1979 – O Ano em que Meu Isekai Acordou
(Arquivo encontrado no Dataset da Vida – Volume Buenos Aires, Track 1979, Bellacosa Edition)
Há anos em que a vida parece girar em torno do eixo, mas 1979… ah, esse foi o ano em que o eixo girou em cima de mim.
Depois que meus pais voltaram do Paraná — ou algum outro destino que minha memória trata como um dataset corrompido — deixei a casa da minha avó Anna e segui para morarmos todos juntos novamente, na Vila Buenos Aires. Um bairro bonito, mas para mim uma quebrada cinzenta, viva, meio dura, meio mágica. Dali sairia meu primeiro choque de realidade… e meu primeiro despertar de isekai pessoal.
Foi nesse ano que terminei de aprender a ler de verdade. Antes eu me arrastava por livrinhos infantis, mas ali apareceu Alice — uma adolescente vizinha, boa de coração e dona de uma coleção completa da historia em quadrinhos espanhola: Mortadelo e Filemón. Eu, pequeno, sentava ao lado dela enquanto brincávamos, e ela apontava:
— "Assim não, Vagnito… lê aqui. É ‘Mortadelo’, não ‘Mortedelo’…”
E eu ali, decodificando o mundo igual um estagiário decodifica JCL pela primeira vez.
A Tempestade Familiar – Versão Pré-1983
Enquanto minha alfabetização avançava, a vida em casa era turbulência pura. Minha mãe, grávida do Dan Dan, enfrentava uma gestação de risco.
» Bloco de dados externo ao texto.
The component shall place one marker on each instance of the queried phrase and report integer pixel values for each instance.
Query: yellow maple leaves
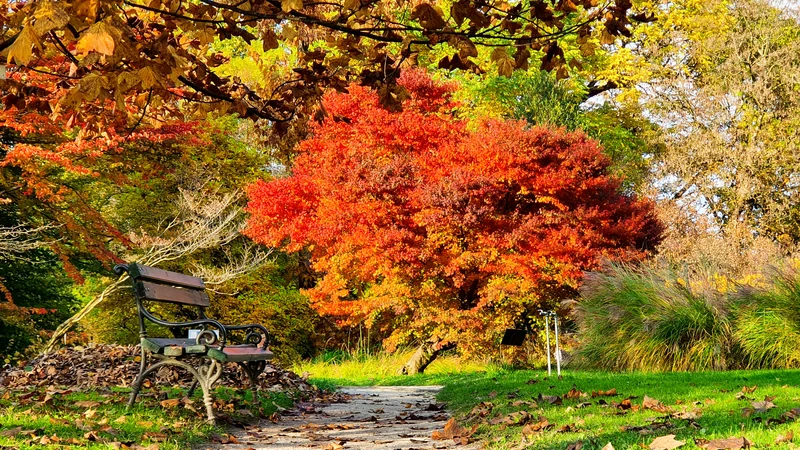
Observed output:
(100, 37)
(49, 16)
(21, 51)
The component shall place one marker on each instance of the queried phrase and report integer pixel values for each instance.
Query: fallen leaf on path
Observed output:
(724, 444)
(667, 442)
(452, 430)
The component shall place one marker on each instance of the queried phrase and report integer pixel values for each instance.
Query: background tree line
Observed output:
(112, 154)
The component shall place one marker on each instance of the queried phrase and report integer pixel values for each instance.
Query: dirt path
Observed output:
(383, 417)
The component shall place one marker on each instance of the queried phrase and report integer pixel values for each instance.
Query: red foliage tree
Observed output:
(438, 230)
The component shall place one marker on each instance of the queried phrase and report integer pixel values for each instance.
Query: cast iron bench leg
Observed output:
(205, 375)
(253, 369)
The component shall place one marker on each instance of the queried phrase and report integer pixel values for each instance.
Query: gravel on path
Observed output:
(375, 417)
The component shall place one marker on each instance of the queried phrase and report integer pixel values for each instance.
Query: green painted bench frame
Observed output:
(204, 356)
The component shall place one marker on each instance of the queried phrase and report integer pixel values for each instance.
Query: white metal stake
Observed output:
(547, 334)
(558, 350)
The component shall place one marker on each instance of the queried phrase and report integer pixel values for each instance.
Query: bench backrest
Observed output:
(163, 286)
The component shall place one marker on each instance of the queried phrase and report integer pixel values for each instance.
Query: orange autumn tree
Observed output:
(441, 232)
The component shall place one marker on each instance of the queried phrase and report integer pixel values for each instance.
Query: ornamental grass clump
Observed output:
(650, 319)
(767, 323)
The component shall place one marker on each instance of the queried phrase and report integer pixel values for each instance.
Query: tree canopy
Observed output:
(430, 228)
(107, 53)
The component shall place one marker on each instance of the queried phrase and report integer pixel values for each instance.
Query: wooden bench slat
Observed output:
(240, 354)
(141, 272)
(162, 293)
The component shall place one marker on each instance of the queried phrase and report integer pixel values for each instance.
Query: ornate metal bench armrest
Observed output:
(255, 334)
(223, 335)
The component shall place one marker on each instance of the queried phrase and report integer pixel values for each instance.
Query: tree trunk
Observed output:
(424, 356)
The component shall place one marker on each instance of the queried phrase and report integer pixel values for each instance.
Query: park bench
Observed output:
(202, 356)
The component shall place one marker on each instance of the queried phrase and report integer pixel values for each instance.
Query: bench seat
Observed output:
(231, 353)
(246, 345)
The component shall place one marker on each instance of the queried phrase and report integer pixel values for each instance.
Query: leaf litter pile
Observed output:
(659, 431)
(71, 398)
(117, 365)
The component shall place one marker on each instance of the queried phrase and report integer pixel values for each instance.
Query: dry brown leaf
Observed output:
(11, 432)
(170, 402)
(574, 394)
(667, 442)
(727, 444)
(87, 404)
(533, 428)
(763, 406)
(453, 430)
(608, 393)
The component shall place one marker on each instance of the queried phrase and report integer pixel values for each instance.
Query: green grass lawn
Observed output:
(53, 418)
(696, 406)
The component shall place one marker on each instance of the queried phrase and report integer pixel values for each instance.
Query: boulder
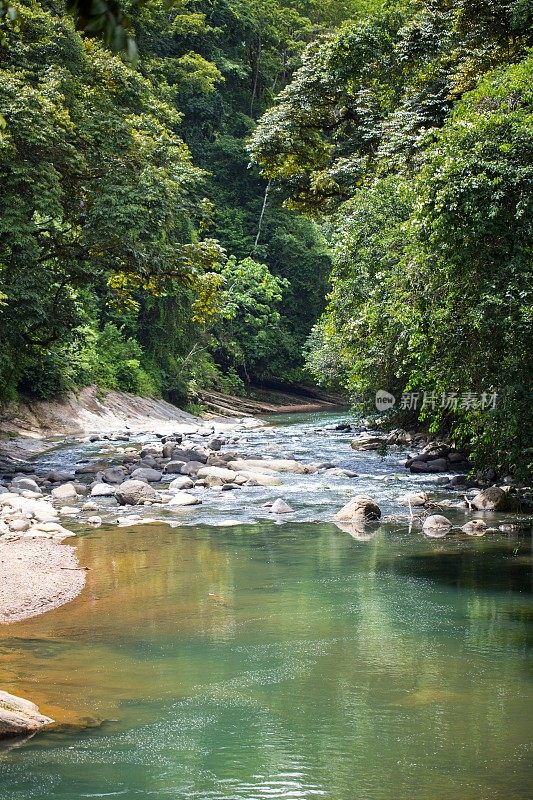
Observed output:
(279, 506)
(434, 465)
(270, 464)
(367, 443)
(103, 490)
(189, 454)
(59, 477)
(64, 492)
(114, 475)
(173, 467)
(184, 499)
(134, 493)
(492, 499)
(359, 507)
(225, 475)
(19, 717)
(413, 499)
(258, 478)
(436, 521)
(475, 527)
(21, 483)
(146, 474)
(180, 483)
(191, 467)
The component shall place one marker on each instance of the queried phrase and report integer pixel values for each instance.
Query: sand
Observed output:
(36, 575)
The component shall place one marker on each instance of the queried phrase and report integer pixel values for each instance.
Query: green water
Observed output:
(323, 667)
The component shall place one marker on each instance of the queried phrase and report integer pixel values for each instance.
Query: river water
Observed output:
(263, 660)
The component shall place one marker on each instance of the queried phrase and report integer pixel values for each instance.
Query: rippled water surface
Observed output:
(282, 660)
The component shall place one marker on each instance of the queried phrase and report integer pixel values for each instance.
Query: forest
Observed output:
(218, 193)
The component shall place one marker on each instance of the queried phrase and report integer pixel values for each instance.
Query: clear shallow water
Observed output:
(281, 661)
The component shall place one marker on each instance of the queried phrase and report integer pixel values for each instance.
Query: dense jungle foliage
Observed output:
(389, 198)
(138, 248)
(411, 132)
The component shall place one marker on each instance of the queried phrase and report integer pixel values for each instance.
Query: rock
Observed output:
(59, 477)
(64, 492)
(23, 483)
(103, 490)
(414, 499)
(114, 475)
(68, 511)
(146, 474)
(436, 522)
(19, 717)
(134, 493)
(180, 483)
(191, 467)
(435, 465)
(258, 478)
(184, 499)
(271, 464)
(40, 510)
(367, 443)
(19, 525)
(173, 467)
(359, 507)
(225, 475)
(476, 527)
(492, 499)
(189, 454)
(279, 506)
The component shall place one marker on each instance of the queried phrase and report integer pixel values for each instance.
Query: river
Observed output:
(234, 656)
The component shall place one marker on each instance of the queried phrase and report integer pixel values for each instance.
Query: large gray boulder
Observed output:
(492, 499)
(19, 717)
(360, 508)
(135, 493)
(146, 474)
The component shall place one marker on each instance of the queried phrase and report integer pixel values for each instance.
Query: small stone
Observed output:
(279, 506)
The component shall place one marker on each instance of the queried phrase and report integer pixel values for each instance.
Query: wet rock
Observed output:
(225, 475)
(476, 527)
(269, 464)
(146, 474)
(436, 522)
(492, 499)
(414, 499)
(279, 506)
(64, 492)
(134, 493)
(59, 477)
(191, 467)
(19, 717)
(180, 483)
(19, 525)
(184, 499)
(103, 490)
(367, 442)
(20, 483)
(258, 478)
(359, 507)
(173, 467)
(114, 475)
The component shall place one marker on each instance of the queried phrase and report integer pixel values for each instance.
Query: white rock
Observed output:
(279, 506)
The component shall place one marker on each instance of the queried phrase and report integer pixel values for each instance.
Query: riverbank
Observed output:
(37, 575)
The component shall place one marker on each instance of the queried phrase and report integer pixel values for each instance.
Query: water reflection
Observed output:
(266, 661)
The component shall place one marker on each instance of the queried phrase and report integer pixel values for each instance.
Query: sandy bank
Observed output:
(36, 575)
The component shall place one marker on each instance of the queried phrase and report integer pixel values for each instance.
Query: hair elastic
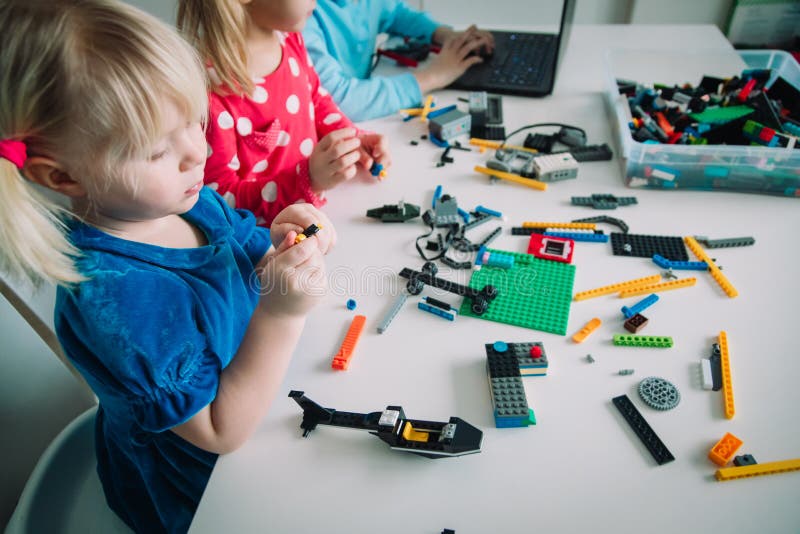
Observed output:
(14, 151)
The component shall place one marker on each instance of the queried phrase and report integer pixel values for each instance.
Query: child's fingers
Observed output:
(469, 46)
(347, 160)
(345, 174)
(288, 241)
(366, 159)
(344, 147)
(295, 254)
(335, 136)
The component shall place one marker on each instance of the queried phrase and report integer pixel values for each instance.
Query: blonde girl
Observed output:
(275, 135)
(167, 300)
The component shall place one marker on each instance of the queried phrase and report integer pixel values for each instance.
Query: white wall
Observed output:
(165, 9)
(38, 397)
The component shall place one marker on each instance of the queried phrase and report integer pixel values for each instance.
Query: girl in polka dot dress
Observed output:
(275, 135)
(168, 302)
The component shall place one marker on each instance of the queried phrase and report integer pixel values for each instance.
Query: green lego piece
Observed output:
(625, 340)
(720, 115)
(534, 293)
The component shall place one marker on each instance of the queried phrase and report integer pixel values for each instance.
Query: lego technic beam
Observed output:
(418, 279)
(431, 439)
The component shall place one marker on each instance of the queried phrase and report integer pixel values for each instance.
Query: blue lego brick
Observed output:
(449, 315)
(487, 211)
(643, 304)
(581, 236)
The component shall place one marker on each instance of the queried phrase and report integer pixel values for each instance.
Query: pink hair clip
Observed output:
(14, 151)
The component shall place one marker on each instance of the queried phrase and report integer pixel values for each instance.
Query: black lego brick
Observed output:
(645, 246)
(643, 430)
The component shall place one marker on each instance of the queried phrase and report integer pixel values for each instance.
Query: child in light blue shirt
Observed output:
(341, 37)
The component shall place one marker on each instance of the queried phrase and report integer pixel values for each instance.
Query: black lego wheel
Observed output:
(430, 268)
(479, 306)
(414, 286)
(490, 292)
Meu pai, sempre meio aventureiro, embarcou numa jornada de caminhoneiro com o amigo Chico — um personagem folclórico que um dia merece capítulo próprio, porque era daqueles perfis SNA: complexo, cheio de telas, e cada uma mais esquisita que a outra.
Nós ficamos sozinhos.
Minha mãe lutando com dores, enjoos, sustos…
Eu, pequeno, aprendendo que o mundo real não era feito só de gibi e brincadeiras.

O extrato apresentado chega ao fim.